Appena tornata al mio appartamento, infilai il maglione di James; mi aveva permesso di tenerlo e ormai era diventato il mio pigiama. Sgattaiolai in cucina silenziosamente e con un respiro profondo cercai di trovare la voglia e le energie per decifrare quei numeri. Inutile aggiungere che dopo dieci minuti mi addormentai. Felice.

Il mattino seguente, o dovrei dire poche ore dopo, ero gia in piedi per affrontare il test di matematica. Volevo morire: avevo trascurato l'unica cosa in cui ero brava e che mi dava sempre soddisfazioni. Mentre mi vestivo pregavo in un colpo di genio, con la speranza di non tradire chi aveva creduto in me, perché il professor Walsh si era sforzato di inserirmi in quella classe nonostante fossi arrivata nel bel mezzo dell'anno accademico.

Scesi a mensa e, quando trovo i miei amici intenti nella colazione, mi si chiuse lo stomaco per la paura. James e Cameron mi guardarono sghignazzando, con Rosemary che li seguiva ruota, e lì mi resi conto che sapevano già tutto di me e Adam. Il problema ora era confessare di non aver studiato pur di vivere una notte come quella.

Mia cugina mi accompagnò a lezione, ancora ignara che quello fosse un giorno importante per i voti del diploma e per la partecipazione alle Olimpiadi di Chicago. Prima di separarci le strinsi la mano.

«Rose... Oggi ho il test!»

L'unica cosa che riuscì a fare fu sgranare gli occhi, perché per un'amante dello studio come lei era inconcepibile trascurare la scuola se non per una questione di morte. Mi augurò buona fortuna con la voce spezzata, trasmettendomi più ansia di quanto non ne avessi già.

Entrando in aula mi sembrò di scorgere il volto di Adam alla fine del corridoio, con lo sguardo preoccupato ma il sorriso sereno. In effetti nessuno dei due era pentito di aver peccato di negligenza se in cambio avevamo ottenuto quel po' d'amore sotto le lenzuola.

Tirai un respiro profondo quando il professor Walsh chiuse la porta alle mie spalle. L'aula ad arena era un incubo e in quel momento capii che non avevo alcuna speranza neanche di scopiazzare da qualche genio con gli occhiali potteriani e le bretelle sfilacciate. Eravamo soltanto una dozzina e tra una persona e l'altra poteva passare un autotreno.

Quando mi consegnarono il test sentii le gocce di sudore scorrere lungo le tempie e il sangue pulsare nelle vene. L'aula cominciò a girare, nonostante mi imponessi di rimanere concentrata e liberare la mente da ogni pensiero inutile.
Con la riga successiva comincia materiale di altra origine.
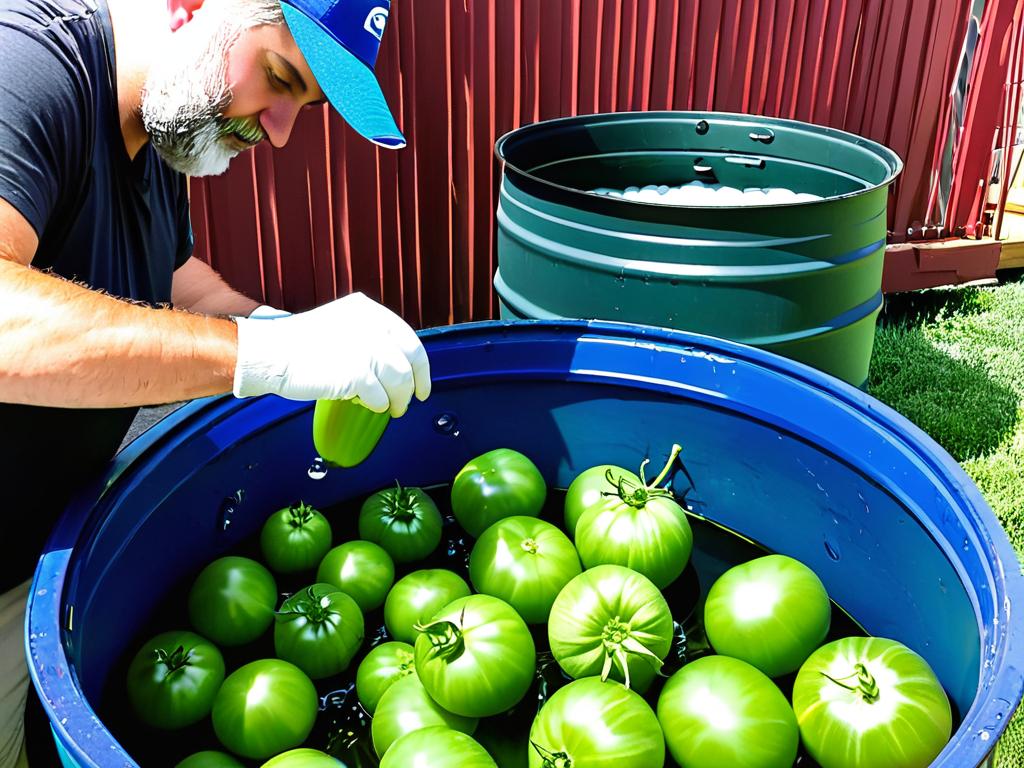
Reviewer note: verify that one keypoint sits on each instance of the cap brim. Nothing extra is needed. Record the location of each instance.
(348, 84)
Ma i minuti sembravano scorrere troppo veloce mente senza darmi il tempo di leggere, chiarire le idee, mentre la mia mano tremava a tal punto da faticare a mantenere la penna.

Ma dovevo farcela! Lo dovevo a me, per sentirmi fiera, lo dovevo ad Adam per permettergli di dire in giro di avere una ragazza intelligente - magari avrebbe compensato la mia cattiva reputazione - , lo dovevo a mia cugina per tutto il suo sostegno in quei mesi, e lo dovevo al mio piccolo Edward, che più di ogni altro credeva nelle mie capacita e - come diceva lui - nel mio cervello da scienziata.

L'agonia fu lunghissima. Ogni equazione o funzione mi saltava agli occhi come un geroglifico. Arrotolavo le dita tra i capelli per mantenere la calma e, appena la campanella suonò, consegnai il test e corsi via. Quel che era fatto era fatto, nel bene o nel male credevo di aver almeno raggiunto un voto discreto.

Il lato positivo di quel test fu l'esonero da tutte le materie scolastiche per l'intera giornata. Trascorsi del tempo nell'auditorium del teatro, dove alcuni studenti stavano allestendo lo spettacolo di fine anno. Un andirivieni di ragazzi occupava quel posto ovattato dai loro mormorii. In un angolo della platea c'era un tavolino in plastica con la lista dei partecipanti: James e Adam erano in fondo all'elenco.

Andai via per non rovinarmi la sorpresa, ma in verità cominciai ad aspettare con ansia quel giorno, curiosa di ascoltare ancora una volta la voce di Adam cantare. E chissà se avrebbe parlato di me!